Furthermore, note that our methodology operates exclusively during the fine-tuning process and is not applicable in the pre-training phase. This limitation arises from the need to individually train the pre-trained large language model. Consequently, even though pre-training demands the most extensive dataset, the proposed method cannot be employed during this crucial phase. Additionally, while this paper successfully reduces the training time, there is a slight performance degradation observed in the NLP tasks. For future work, there is a need for research focused on reducing both the training time and data transmission during the full training of large language models in federated learning. Simultaneously, efforts should be directed towards eliminating performance degradation in NLP tasks through advancements in the adapter mechanism research.
6. Conclusions
In this paper, we addressed the problem of the increased transmission time caused by the pre-trained large language model in federated learning. To overcome this issue, we proposed and experimented with a federated learning approach using adapters, which previously have been suggested as an efficient fine-tuning method. As a result, the transmission time was reduced by about 98% compared to the methodology using the pre-trained large language model without adapters. In addition, the training time was also reduced by 20–40% as the number of parameters to be learned decreased. Nevertheless, the predictive performance was similar. Through this, it was confirmed that time-efficient federated learning is possible without performance degradation when an adapter is used in federated learning using a large language model, such as [
7]. Also, the proposed methodology showed lower transmission sizes than traditional federated learning without a large language model. In addition, because the proposed methodology uses a large language model, it showed a higher predictive performance than traditional federated learning. Through this, it was confirmed that the proposed methodology can induce performance improvements with the same or lower transmission amount as traditional federated learning.
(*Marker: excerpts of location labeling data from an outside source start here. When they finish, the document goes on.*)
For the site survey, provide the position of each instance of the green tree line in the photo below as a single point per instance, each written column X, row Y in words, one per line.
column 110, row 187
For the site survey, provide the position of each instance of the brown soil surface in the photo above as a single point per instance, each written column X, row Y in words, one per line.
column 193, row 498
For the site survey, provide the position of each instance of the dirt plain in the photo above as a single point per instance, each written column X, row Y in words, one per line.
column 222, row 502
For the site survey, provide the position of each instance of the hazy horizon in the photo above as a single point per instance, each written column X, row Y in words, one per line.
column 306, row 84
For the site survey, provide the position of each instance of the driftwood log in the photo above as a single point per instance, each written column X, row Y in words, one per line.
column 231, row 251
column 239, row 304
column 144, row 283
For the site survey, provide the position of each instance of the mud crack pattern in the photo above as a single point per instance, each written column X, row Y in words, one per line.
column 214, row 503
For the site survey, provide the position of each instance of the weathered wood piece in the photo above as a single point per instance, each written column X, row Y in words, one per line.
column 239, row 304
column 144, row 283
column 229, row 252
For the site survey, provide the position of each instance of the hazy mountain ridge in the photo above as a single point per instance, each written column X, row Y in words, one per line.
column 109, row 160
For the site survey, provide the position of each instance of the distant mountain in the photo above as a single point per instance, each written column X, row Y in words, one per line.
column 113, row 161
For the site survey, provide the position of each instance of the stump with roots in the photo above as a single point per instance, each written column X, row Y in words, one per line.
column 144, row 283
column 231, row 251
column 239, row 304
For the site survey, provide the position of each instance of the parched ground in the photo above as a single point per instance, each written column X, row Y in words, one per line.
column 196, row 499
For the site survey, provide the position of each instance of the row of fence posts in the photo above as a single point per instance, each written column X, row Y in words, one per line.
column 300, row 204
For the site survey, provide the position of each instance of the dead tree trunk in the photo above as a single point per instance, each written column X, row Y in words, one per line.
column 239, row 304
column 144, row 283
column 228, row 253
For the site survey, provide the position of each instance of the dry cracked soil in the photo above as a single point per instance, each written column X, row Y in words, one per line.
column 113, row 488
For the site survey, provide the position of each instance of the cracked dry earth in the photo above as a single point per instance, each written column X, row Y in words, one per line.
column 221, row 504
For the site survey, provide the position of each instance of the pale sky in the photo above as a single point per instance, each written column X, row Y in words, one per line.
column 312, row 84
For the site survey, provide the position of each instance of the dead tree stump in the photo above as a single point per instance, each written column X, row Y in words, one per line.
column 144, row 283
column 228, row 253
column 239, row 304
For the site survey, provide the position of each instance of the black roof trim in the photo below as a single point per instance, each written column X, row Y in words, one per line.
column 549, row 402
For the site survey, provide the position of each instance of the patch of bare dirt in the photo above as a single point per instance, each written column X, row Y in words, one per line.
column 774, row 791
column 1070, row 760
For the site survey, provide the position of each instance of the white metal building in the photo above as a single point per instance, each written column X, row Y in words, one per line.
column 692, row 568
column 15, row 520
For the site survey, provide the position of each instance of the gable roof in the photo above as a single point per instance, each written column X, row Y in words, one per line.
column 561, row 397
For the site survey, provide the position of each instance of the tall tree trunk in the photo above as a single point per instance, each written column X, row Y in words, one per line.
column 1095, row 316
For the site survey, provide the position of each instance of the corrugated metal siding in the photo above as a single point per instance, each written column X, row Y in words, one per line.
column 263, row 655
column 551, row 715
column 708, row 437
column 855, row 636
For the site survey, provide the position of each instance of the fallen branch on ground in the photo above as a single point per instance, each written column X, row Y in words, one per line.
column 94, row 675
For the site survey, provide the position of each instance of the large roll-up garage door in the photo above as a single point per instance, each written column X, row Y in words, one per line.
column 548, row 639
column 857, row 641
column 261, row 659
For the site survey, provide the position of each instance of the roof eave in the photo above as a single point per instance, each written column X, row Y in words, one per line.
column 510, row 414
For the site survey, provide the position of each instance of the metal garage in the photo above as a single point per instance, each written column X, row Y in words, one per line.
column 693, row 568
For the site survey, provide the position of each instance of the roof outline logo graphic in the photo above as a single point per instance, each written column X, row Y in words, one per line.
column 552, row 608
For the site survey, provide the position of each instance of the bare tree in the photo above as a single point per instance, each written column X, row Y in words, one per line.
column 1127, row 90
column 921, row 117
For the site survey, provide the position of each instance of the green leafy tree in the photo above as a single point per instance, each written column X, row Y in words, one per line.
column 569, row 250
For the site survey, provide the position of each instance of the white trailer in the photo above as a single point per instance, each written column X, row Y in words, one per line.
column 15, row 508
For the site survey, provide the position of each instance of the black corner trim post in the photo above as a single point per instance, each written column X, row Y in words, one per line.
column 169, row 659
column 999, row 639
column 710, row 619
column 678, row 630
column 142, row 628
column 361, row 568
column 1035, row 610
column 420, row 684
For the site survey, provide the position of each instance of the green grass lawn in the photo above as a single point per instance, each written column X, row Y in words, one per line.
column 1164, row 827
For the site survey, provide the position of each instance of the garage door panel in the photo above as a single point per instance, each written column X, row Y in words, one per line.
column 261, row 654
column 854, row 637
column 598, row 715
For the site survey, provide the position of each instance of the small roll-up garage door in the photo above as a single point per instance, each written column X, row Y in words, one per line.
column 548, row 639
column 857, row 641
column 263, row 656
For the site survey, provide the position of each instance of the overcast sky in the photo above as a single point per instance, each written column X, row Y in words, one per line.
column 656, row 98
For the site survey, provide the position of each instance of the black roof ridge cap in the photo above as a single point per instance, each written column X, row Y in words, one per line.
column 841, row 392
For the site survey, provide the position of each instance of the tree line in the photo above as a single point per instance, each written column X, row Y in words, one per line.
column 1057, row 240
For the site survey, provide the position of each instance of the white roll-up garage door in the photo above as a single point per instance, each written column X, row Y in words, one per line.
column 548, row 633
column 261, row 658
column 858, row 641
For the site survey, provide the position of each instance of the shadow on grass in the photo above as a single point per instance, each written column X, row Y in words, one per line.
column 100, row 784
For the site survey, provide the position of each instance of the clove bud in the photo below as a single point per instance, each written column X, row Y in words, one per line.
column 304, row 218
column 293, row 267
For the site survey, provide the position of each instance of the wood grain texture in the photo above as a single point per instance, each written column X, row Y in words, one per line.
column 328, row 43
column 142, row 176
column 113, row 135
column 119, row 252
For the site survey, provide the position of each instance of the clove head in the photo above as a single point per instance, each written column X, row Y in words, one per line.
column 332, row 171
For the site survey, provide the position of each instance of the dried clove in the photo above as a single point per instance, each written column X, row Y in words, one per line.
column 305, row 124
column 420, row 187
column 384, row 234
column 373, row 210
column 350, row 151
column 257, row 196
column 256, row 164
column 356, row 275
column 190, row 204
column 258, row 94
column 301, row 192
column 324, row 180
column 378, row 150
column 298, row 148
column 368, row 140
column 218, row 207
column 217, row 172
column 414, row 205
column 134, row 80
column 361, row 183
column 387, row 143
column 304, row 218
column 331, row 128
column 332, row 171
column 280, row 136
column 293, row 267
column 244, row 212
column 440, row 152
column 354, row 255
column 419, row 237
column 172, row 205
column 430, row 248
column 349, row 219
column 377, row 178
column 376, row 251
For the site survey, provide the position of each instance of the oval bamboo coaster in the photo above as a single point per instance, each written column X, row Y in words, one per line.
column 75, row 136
The significance of our proposed method lies in its ability to improve the transmission efficiency of federated learning. Therefore, it enables the use of a large language model, such as ChatGPT, powered by the GPT-3 model, in real-world federated learning environments. While large language models, such as ChatGPT, have shown impressive performances, it is practically challenging to use GPT-3 in an actual federated learning environment. This is mainly due to the substantial time and transmission costs incurred by clients with limited computational resources when learning and transmitting the large GPT-3 model. In contrast, the proposed methodology offers an attractive solution to significantly reduce the transmission costs. Furthermore, our experiments showed that the training time was partially mitigated. In summary, our proposal stands as a key enabler, facilitating the use of large models in a real-world federated learning environment.